Hi Evgenii Rudnyi 

Anything internally governed must have an intelligence to govern it.


Roger , rclo...@verizon.net
8/14/2012 
----- Receiving the following content ----- 
From: Evgenii Rudnyi 
Receiver: everything-list 
Time: 2012-08-12, 02:51:22
Subject: Re: Definitions of intelligence possibly useful to computers in AI 
ordescribing life


On 12.08.2012 08:39 meekerdb said the following:
> On 8/11/2012 11:28 PM, Evgenii Rudnyi wrote:
>> On 12.08.2012 07:18 Russell Standish said the following:
>>> On Sat, Aug 11, 2012 at 04:22:44PM +0200, Evgenii Rudnyi wrote:
>>>> On 11.08.2012 15:13 Stephen P. King said the following:
>>>>> On 8/11/2012 4:30 AM, Evgenii Rudnyi wrote:
>>>>>> On 10.08.2012 00:55 Russell Standish said the following:
>>>>>>> The point being that life need not be intelligent.
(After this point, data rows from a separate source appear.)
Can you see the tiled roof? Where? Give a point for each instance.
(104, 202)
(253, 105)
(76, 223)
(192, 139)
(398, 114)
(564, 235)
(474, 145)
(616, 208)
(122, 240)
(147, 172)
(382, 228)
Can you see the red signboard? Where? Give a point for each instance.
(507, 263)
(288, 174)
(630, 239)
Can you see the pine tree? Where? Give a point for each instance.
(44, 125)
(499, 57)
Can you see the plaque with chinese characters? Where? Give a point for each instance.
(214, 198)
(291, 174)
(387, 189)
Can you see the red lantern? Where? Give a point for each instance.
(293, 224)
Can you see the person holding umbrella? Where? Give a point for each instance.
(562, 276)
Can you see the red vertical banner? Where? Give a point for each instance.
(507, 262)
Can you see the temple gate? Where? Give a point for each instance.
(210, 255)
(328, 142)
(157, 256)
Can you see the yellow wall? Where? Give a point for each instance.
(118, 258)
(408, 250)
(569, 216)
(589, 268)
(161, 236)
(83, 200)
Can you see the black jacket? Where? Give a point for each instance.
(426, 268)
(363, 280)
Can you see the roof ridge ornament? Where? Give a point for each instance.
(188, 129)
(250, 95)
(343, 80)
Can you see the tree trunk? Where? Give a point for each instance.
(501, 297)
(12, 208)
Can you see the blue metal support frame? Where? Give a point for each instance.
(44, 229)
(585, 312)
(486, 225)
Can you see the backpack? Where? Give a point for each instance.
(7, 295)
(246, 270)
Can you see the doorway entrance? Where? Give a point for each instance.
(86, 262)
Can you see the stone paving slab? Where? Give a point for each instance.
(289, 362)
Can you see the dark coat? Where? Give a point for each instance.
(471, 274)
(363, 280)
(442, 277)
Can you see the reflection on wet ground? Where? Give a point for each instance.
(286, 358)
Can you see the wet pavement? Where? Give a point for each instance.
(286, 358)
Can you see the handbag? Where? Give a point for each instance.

In fact 999.9% of
>>>>>>> life (but whatever measure, numbers, biomass etc) is unintelligent.
>>>>>>>
>>>>>>> The study of artificial life by the same reason need not be a
>>>>>>> study of
>>>>>>> artitificial intelligence, although because of a biases as an
>>>>>>> intelligent species, a significantly higher fraction of alife
>>>>>>> research
>>>>>>> is about AI.
>>>>>>>
>>>>>>
>>>>>> What does intelligence means in this context that life is
>>>>>> unintelligent? Let us compare for example a bacterium and a rock.
>>>>>> Where there is more intelligence?
>>>>>>
>>>>>> Evgenii
>>>>>>
>>>>> Dear Evgenii,
>>>>>
>>>>> A bacterium and a rock should not be put head to (no)head in this
>>>>> question. A bacterium has autonomy while a rock does not. It is better
>>>>> to see that the rock is just a small piece of an autonomous whole and
>>>>> then compare that whole to the (whole) bacterium.
>>>>>
>>>>
>>>> My goal was just to try to understand what Russell meant by life is
>>>> unintelligent. Say let us take some creations of AI and compare them
>>>> with a bacterium. Where do we find more intelligence?
>>>>
>>>> Evgenii
>>>>
>>>
>>> It seems like a nonsensical question to me. Neither rocks nor bacteria
>>> are intelligent.
>>>
>>>
>>
>> Okay. Let us take then a self-driving car. Is it intelligent?
>
> One of the hallmarks of intelligence is learning from experience. I
> don't know whether self-driving cars, e.g as developed by Google, do
> this or not.
>

Could you please take another example from AI, that learns from 
experience? Then it will be more clear what do you mean.

On learning from experience in cells, please see a paper

Epigenetic learning in non-neural organisms
http://blog.rudnyi.ru/2011/02/epigenetic-learning-in-non-neural-organisms.html

Hence you will find learning from experience in a cell indeed.